Court Upholds Modification Judgment Shifting Custody of Children to Father When Record Reveals Mother’s Conduct Toward Father Constituted A Material Change In Circumstance Necessitating Modification In The Best Interests Of The Children.

In a recent Rule 23 decision, a panel of the Massachusetts Appeals Court upheld the lower court’s modification judgment shifting legal and primary physical custody of the parties’ two minor children from their mother to their father, noting the mother’s conduct towards the father post-divorce constituted the requisite material change in circumstance, and modification was in the best interests of the children.

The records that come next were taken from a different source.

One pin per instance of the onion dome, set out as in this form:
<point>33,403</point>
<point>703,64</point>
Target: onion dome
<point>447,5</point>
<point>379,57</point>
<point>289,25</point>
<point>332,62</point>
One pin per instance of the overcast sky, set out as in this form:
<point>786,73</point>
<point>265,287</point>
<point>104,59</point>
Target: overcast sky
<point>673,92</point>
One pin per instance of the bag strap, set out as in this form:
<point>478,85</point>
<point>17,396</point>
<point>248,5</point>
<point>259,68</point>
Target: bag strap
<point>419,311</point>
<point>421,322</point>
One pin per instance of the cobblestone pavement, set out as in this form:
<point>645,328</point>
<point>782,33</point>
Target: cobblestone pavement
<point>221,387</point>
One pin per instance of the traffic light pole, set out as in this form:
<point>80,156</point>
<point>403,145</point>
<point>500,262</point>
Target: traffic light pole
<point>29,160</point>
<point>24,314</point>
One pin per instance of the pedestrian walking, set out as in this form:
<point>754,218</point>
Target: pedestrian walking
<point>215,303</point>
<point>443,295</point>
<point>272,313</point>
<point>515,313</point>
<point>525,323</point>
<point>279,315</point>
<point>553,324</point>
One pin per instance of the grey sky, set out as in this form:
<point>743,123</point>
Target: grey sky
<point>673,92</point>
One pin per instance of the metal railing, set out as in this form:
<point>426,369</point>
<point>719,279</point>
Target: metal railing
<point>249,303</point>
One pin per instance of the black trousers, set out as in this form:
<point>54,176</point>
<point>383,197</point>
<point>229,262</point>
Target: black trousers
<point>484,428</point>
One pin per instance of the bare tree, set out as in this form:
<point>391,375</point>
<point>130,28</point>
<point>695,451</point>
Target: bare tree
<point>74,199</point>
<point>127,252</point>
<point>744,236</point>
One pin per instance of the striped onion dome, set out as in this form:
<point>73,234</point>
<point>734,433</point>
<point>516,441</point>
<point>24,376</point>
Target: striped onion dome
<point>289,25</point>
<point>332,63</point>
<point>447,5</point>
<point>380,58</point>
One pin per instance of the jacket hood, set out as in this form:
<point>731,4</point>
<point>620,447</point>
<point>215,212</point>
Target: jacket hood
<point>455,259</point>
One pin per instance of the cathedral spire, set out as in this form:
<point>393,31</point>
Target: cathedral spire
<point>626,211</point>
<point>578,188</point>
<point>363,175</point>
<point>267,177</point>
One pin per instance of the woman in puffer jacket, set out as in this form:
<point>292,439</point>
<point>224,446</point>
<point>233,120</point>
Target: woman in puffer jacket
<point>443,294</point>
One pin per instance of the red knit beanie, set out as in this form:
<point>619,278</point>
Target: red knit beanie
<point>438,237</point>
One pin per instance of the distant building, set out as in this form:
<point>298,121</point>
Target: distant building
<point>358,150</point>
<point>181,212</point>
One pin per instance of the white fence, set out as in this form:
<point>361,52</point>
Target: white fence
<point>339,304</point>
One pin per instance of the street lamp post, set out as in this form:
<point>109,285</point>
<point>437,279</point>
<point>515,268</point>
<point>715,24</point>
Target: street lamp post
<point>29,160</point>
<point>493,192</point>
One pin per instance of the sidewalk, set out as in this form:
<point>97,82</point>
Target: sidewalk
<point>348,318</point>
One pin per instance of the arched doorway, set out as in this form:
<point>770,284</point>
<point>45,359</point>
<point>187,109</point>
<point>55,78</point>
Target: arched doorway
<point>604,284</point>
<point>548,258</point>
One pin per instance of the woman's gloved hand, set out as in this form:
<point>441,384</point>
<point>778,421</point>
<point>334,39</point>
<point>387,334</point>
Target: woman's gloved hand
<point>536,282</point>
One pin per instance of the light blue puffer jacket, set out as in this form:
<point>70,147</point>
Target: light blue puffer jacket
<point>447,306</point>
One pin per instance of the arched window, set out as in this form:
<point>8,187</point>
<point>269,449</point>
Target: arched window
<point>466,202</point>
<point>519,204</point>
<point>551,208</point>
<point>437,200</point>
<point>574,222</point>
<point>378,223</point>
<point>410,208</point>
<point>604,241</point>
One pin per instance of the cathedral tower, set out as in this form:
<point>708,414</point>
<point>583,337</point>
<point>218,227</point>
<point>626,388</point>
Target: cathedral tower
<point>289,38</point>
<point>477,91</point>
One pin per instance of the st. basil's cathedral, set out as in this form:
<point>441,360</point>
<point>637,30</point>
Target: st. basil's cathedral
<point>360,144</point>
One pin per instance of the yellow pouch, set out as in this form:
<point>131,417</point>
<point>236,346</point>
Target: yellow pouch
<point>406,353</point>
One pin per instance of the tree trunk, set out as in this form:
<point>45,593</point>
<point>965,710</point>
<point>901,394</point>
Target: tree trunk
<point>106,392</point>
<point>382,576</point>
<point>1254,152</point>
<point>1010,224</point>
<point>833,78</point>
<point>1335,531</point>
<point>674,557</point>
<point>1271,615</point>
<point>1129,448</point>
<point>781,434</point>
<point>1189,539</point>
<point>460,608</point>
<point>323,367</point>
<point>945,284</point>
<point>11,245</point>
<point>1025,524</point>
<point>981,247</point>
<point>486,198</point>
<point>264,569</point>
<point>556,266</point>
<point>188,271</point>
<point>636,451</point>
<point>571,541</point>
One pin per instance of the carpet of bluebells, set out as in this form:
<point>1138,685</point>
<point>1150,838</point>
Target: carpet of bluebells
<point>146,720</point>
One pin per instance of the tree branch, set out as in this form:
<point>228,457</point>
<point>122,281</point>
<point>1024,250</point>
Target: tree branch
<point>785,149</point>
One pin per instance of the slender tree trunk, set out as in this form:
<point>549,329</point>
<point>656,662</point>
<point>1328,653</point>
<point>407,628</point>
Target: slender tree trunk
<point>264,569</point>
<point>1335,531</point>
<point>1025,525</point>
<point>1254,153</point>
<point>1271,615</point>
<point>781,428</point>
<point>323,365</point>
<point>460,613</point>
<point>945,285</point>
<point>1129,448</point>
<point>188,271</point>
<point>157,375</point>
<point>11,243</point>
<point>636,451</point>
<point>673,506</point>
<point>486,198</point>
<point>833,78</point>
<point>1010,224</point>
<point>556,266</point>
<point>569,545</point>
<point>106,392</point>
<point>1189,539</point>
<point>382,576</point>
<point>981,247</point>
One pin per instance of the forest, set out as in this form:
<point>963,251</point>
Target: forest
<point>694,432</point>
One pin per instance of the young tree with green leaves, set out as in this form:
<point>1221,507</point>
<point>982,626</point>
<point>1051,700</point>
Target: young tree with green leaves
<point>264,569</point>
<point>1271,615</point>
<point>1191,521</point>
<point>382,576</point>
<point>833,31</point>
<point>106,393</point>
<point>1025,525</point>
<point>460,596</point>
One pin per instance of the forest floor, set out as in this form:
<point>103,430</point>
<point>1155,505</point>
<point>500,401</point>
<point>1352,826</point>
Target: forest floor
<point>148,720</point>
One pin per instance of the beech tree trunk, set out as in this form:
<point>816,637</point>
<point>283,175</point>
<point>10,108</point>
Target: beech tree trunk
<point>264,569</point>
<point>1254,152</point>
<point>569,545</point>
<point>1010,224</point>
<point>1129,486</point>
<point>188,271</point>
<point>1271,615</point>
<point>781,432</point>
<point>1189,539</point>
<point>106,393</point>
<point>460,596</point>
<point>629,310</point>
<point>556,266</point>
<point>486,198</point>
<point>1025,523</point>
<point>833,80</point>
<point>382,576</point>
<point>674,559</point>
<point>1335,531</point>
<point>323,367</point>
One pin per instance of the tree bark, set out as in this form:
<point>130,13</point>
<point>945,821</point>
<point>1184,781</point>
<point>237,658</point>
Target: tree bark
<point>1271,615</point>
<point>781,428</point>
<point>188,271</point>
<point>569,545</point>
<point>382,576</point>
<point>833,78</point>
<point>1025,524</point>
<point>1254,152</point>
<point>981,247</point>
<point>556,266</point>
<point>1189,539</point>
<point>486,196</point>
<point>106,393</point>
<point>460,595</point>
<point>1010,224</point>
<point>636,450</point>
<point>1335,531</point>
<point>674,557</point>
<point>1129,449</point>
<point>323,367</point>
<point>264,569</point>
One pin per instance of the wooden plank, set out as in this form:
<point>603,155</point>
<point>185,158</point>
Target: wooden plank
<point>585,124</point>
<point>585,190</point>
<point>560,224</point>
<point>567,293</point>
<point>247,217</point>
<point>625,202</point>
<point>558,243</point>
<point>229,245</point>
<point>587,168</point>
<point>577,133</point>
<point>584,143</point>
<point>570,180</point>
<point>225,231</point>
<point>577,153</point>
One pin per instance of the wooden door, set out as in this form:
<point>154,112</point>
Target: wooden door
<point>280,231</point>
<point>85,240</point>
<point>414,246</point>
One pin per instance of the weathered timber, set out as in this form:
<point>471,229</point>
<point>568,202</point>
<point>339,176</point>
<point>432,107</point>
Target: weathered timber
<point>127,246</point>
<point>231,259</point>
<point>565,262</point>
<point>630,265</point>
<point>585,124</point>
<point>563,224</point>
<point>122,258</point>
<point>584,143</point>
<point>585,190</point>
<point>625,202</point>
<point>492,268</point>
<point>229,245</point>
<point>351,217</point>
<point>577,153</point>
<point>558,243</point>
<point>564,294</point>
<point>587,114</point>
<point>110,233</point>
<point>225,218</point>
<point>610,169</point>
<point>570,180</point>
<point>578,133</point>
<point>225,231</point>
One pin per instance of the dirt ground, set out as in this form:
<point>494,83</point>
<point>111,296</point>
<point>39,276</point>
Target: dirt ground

The parties in Kalish v. Kalish (2021 WL 5238719) were divorced in April 2017 with the entry of a judgment incorporating the parties’ agreement that, in relevant part, provided the parties with joint legal custody and the mother with primary physical custody of the parties’ two minor children.  By agreement of the parties, the judgment was later modified to transfer sole legal custody of the children to the mother.  With the father’s agreement, the mother and the children relocated from Massachusetts to Texas.

Not long thereafter, the parties’ relationship deteriorated and, in 2018, contested litigation ensued, with the father seeking sole legal and primary physical custody of the children, and the mother seeking the court’s approval of her removal of the children from Massachusetts to Texas. Following a 4-day trial in March 2020, the Court entered a judgment granting the father sole legal custody and the parties shared physical custody of the children but with the children residing primarily with the father. The mother appealed.

In upholding the lower court’s judgment, the Court found no abuse of discretion in the lower court’s consideration of the mother’s conduct toward the father post-divorce, which conduct included:

  • her failure to “put the children’s interests in maintaining a positive relationship with both parents above her own interests;”
  • her relocation of the children from Massachusetts to Texas to “escape the ‘shadow’ of father;”
  • her repeated involvement of the children in her angry disputes with the father;
  • her “manipulating the children’s view of the father, painting him as uncaring, disinterested, and a ‘bad dad;’ and
  • her intentional interference with the children’s relationship with the father “as a means of punishing father.”

The Kalish ruling reminds us that custody judgments remain modifiable upon a material change of circumstances with the bests interests of the child(ren) controlling.